Ras (Rat sarcoma) protein is a central regulator of cell growth and proliferation. Mutations in the RAS gene are known to occur in human cancers and have been shown to contribute to carcinogenesis. In this study, we show that the multifunctional-autoprocessing repeats-in-toxin (MARTX) toxin-effector domain DUF5Vv from Vibrio vulnificus to be a site-specific endopeptidase that cleaves within the Switch 1 region of Ras and Rap1. DUF5Vv processing of Ras, which occurs both biochemically and in mammalian cell culture, inactivates ERK1/2, thereby inhibiting cell proliferation. The ability to cleave Ras and Rap1 is shared by DUF5Vv homologues found in other bacteria. In addition, DUF5Vv can cleave all Ras isoforms and KRas with mutations commonly implicated in malignancies.

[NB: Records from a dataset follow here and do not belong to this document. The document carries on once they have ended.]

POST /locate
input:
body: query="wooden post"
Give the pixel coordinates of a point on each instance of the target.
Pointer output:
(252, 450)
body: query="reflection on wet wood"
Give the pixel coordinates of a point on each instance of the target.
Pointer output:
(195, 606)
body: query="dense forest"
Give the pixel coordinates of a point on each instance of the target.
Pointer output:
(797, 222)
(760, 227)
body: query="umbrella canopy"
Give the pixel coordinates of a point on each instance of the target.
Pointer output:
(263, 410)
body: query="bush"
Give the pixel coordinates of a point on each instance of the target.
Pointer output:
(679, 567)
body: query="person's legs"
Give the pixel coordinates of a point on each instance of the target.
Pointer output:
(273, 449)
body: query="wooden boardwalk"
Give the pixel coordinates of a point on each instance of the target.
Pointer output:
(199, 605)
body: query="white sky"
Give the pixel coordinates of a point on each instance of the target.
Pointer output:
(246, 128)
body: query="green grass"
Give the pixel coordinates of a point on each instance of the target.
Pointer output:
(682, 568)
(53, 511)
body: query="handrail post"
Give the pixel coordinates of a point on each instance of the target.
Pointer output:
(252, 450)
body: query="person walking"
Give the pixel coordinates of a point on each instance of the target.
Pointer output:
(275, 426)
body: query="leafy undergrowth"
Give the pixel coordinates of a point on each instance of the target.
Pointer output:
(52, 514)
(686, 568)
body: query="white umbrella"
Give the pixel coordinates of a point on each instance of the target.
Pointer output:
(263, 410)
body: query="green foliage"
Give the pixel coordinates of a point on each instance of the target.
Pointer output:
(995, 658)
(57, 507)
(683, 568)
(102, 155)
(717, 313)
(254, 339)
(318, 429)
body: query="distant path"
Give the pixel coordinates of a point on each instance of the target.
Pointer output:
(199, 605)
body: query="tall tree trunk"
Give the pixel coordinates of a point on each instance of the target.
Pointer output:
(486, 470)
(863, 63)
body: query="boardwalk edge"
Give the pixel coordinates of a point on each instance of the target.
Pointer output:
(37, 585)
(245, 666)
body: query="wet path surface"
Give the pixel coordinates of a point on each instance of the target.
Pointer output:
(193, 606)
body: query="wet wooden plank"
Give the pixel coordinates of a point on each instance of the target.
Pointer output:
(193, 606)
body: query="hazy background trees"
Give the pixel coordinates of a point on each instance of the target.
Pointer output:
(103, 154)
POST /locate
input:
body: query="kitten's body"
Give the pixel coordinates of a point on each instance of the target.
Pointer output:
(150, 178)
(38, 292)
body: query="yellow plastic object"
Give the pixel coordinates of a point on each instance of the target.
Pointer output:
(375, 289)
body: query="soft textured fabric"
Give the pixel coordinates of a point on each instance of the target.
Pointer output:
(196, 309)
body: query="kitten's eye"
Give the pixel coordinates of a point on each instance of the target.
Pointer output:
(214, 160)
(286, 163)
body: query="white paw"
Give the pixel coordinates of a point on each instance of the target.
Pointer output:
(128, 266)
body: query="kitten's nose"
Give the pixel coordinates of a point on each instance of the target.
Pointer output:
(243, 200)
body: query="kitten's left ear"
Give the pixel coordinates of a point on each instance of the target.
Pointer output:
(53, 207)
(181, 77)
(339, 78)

Therefore, we speculate that this new family of Ras/Rap1-specific endopeptidases (RRSPs) has potential to inactivate both wild-type and mutant Ras proteins expressed in malignancies.

Suggested Citation

  • Irena Antic & Marco Biancucci & Yueming Zhu & David R. Gius & Karla J. F. Satchell, 2015. "Site-specific processing of Ras and Rap1 Switch I by a MARTX toxin effector domain," Nature Communications, Nature, vol. 6(1), pages 1-10, November.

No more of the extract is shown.